Algorithm Training/Test Time Training/Test Accuracy Corrupt Feature Accuracy
Linear Discriminant Analysis 9.16s / 0.23s 51.64% / 46.19% 37.39% / 30.96%
Quadratic Discriminant Analysis 14.78s / 34.27s 100% / 100% 100% / 100%
Linear SVM (trained with liblinear) 449.9s / 0.49s 38.81% / 34.95% 25.26% / 21.27%
Linear SVM (trained with SGD) 3.8s / 0.13s 50.13% / 43.68% 24.4% / 21.38%
L1-penalized SVM (trained with SGD) 27.49 s / 0.13s 50.29% / 43.39% 33.81% / 26.5%
Logistic Regression 19.74s / 0.49s 51.69% / 45.56% 37.24% / 30.37%
Gaussian Naive Bayes 0.73s / 5.14s 100% / 100% 100% / 100%
Decision Tree (CART) 20.4s / 0.1s 100% / 61% 100% / 58.9%
Random Forest (10 trees) 49.45s / 1.01s 99.96% / 84.32% 99.93% / 74.2%
Random Forest (20 trees) 98.62s / 2.02s 100% / 95.2% 100% / 88.8%
Random Forest (40 trees) 197.56s / 4.03s 100% / 99.2% 100% / 96.75%
Random Forest (80 trees) 393.5s / 8.08s 100% / 99.96% 100% / 99.26%
Random Forest (160 trees) 789.2s / 16.01s 100% / 100% 100% / 99.82%
Extremely Randomized Tree 6.58s / 0.1s 100% / 35.4.6% 100% / 29%
Extra Trees (10 trees) 57.94s / 1.04s 100% / 72.6% 100% / 55.4%
Extra Trees (20 trees) 110.84s / 2.12s 100% / 90.1% 100% / 72.56%
Extra Trees (40 trees) 221.43s / 4.23s 100% / 98.16% 100% / 88.99%
Extra Trees (80 trees) 441.7s / 8.46s 100% / 99.87% 100% / 88.99%
Extra Trees (160 trees) 878.2s / 16.84s 100% / 100% 100% / 99.4%
Gradient Boosting (4 trees per class) 59.93s / 0.23s 82.9% / 80.59% 75.22% / 72.91%
Gradient Boosting (8 trees per class) 118.66s / 0.36s 93.85% / 92.59% 89.04% / 87.19%
Gradient Boosting (16 trees per class) 234.78s / 0.61s 98.75% / 97.94% 96.28% / 94.72%
Gradient Boosting (32 trees per class) 464.89s / 1.11s 99.9% / 99.72% 99.2% / 98.52%

Observations

  • If you know the process by which your data was generated then consider your work done. In this case, the data was sampled from 10 Gaussian distributions and (unsurprisingly) QDA and Gaussian Naive Bayes both do very well.
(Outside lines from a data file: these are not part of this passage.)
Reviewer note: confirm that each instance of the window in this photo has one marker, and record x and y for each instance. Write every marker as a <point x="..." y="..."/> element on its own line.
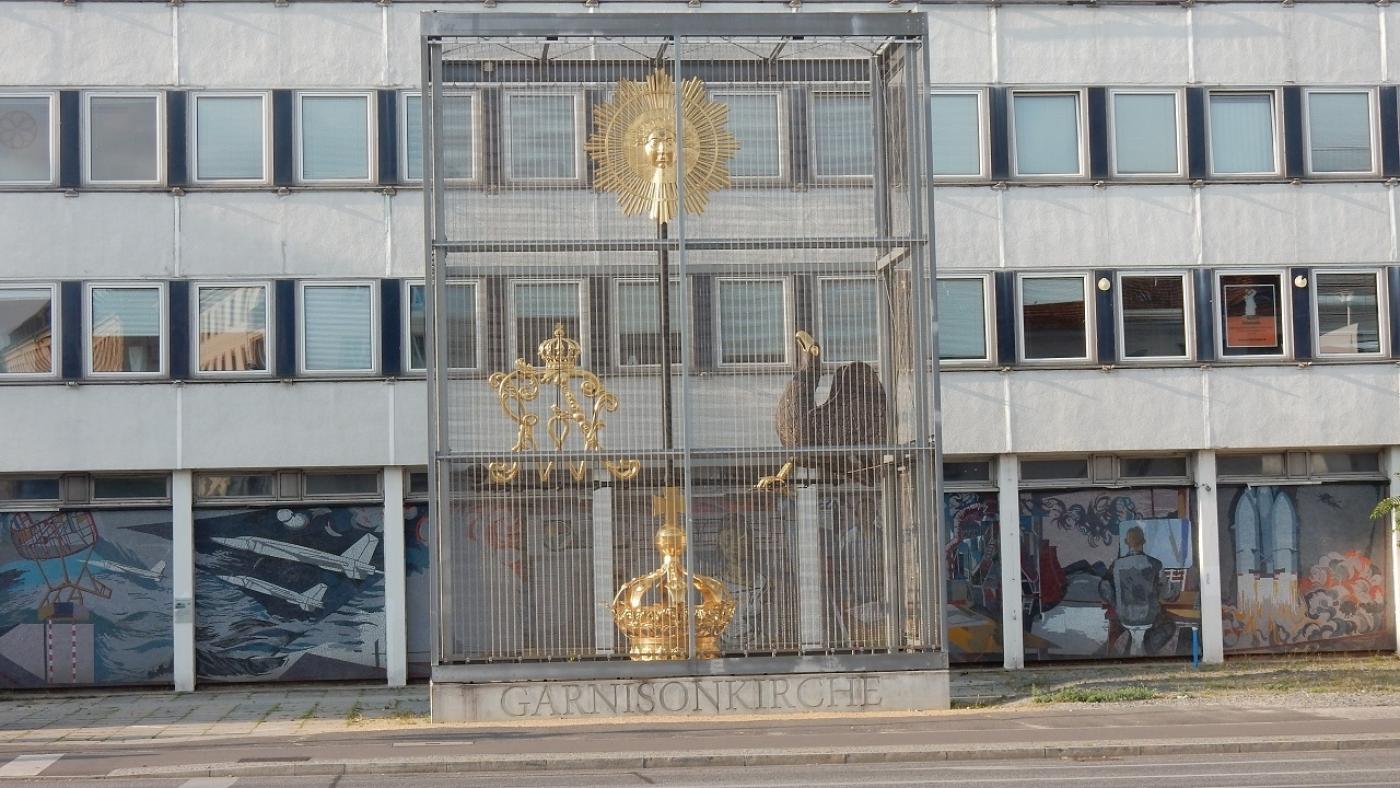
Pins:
<point x="639" y="333"/>
<point x="752" y="321"/>
<point x="1046" y="137"/>
<point x="955" y="126"/>
<point x="1152" y="317"/>
<point x="27" y="328"/>
<point x="461" y="326"/>
<point x="756" y="123"/>
<point x="843" y="135"/>
<point x="542" y="137"/>
<point x="962" y="318"/>
<point x="230" y="137"/>
<point x="1053" y="318"/>
<point x="333" y="137"/>
<point x="539" y="307"/>
<point x="123" y="139"/>
<point x="231" y="328"/>
<point x="1242" y="133"/>
<point x="1252" y="314"/>
<point x="1347" y="312"/>
<point x="125" y="329"/>
<point x="849" y="319"/>
<point x="458" y="132"/>
<point x="1340" y="133"/>
<point x="338" y="328"/>
<point x="28" y="139"/>
<point x="1145" y="133"/>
If I had used Gaussians with non-zero off-diagonal covariances (interactions between features), then I would expect Gaussian Naive Bayes to do worse but QDA would still capture the best possible class boundaries. 
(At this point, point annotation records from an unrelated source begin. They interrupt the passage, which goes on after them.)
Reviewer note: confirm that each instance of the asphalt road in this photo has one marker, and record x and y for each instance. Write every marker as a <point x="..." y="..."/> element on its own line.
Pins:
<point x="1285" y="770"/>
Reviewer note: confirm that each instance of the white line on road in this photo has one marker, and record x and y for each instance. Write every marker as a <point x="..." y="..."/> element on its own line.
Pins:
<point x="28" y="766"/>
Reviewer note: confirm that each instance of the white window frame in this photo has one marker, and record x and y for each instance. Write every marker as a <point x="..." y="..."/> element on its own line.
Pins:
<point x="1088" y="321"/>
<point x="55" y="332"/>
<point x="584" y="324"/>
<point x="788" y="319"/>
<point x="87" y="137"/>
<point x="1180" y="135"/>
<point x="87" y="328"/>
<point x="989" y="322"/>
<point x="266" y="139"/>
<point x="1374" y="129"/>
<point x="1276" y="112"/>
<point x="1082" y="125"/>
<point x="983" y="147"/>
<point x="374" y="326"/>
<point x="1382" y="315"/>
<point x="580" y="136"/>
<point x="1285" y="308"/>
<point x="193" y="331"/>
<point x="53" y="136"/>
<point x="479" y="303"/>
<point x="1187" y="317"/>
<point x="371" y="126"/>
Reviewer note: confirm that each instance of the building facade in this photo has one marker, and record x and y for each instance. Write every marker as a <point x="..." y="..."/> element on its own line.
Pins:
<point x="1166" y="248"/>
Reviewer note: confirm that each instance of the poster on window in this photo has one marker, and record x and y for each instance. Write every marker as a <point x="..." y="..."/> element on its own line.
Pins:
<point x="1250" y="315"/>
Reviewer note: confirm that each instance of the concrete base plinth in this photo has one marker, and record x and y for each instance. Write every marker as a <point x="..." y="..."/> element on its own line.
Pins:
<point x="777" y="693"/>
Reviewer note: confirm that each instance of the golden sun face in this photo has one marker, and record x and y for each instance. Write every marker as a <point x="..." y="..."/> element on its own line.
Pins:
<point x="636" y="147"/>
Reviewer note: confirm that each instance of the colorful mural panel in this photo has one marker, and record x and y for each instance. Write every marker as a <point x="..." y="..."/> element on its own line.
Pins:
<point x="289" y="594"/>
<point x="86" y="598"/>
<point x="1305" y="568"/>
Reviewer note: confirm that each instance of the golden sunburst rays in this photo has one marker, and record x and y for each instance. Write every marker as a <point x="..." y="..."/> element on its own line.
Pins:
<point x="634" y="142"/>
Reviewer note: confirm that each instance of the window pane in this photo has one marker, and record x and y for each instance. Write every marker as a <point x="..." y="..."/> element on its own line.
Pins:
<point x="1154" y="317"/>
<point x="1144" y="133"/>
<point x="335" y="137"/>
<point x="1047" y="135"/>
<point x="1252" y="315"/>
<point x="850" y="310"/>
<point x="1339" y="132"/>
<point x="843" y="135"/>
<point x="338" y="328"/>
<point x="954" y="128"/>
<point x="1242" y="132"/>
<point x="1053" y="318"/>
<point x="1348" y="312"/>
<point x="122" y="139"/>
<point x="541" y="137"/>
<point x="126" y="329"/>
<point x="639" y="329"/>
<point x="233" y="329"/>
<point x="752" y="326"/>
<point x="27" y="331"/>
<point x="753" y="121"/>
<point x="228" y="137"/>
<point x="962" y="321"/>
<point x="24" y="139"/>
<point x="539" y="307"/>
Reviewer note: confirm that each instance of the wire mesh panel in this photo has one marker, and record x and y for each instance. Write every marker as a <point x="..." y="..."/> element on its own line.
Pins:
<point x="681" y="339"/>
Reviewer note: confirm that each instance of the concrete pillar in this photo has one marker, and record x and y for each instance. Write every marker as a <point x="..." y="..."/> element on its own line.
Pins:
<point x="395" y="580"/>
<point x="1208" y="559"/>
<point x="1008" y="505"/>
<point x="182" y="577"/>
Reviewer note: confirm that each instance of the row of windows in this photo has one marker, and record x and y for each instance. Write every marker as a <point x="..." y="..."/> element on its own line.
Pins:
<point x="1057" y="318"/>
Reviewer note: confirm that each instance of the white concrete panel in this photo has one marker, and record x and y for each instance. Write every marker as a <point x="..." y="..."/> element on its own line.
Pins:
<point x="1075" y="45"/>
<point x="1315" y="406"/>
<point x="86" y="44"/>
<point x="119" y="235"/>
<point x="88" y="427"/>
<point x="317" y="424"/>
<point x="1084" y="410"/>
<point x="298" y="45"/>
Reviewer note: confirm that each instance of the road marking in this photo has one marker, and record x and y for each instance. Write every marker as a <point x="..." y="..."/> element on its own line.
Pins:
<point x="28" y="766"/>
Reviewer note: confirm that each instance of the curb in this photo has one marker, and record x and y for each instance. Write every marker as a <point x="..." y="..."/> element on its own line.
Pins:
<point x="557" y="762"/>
  • SVM and Logistic Regression are very sensitive to the actual margin between classes. I retrained the linear learners with better separated class means and found their test accuracy went up to ~99% (whereas tree-based algorithms only improved slightly). 
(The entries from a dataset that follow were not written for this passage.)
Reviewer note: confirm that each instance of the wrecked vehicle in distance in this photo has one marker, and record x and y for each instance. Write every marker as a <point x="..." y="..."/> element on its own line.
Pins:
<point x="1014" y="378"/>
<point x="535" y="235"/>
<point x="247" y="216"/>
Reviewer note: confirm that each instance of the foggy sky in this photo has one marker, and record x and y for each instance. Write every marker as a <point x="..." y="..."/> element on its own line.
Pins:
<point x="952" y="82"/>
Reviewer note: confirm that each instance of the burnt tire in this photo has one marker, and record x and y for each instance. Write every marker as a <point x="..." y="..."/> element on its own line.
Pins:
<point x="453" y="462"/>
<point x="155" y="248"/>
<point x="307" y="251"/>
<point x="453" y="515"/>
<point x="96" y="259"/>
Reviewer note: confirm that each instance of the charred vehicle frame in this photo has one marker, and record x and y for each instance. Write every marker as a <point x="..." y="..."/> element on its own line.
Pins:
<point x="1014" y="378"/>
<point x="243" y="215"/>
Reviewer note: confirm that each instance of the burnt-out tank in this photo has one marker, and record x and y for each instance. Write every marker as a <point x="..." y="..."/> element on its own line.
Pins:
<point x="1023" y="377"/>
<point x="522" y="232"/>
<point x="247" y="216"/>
  • Stochastic gradient descent for L2-regularized learners is blazing fast. Kudos to Peter Prettenhofer for implementing something which makes every other linear learner look like a slug.
  • Though still fast compared to the glacial alternative of using a convex solver, SGD for L1-penalized learning is noticeably slower. 
  • As advertised, a single Extremely Randomized Tree is terrible by itself. An Extra Tree ensemble, however, seems competitive with Random Forests for clean data, but shows worse degradation when trained on corrupted features. This makes sense, since a Random Forest's tree-growing algorithm will get a chance to skip useless features (and an Extremely Randomized Tree uses all features with equal probability). 
  • Only Naive Bayes and SGD-SVM are cheap enough for use with greedy feature selection. 

Next Time

  • Since the base learners of a Random Forest took ~5 seconds to train, can random forests for 2 or 3 trees give good enough accuracy to be useful?
  • What if we use smaller bootstrap samples (train each tree on 10% or even 1% of the data), how badly will accuracy suffer?
  • Do any of the "expensive" algorithms become cheaper on a differently shaped data set (more rows, fewer features)?
  • The SGD learners above performed about ~1 million weight updates (the suggested heuristic from the sklearn page). Presumably I could get a 10X performance gain by using only 10^5 updates. How badly will this impact generalization/test error?
  • Simulated Gaussian data is totally unrepresentative! How do these algorithms behave on real data? I'm going to try them out on some intra-day currency time series and some other data we found lying around on kaggle.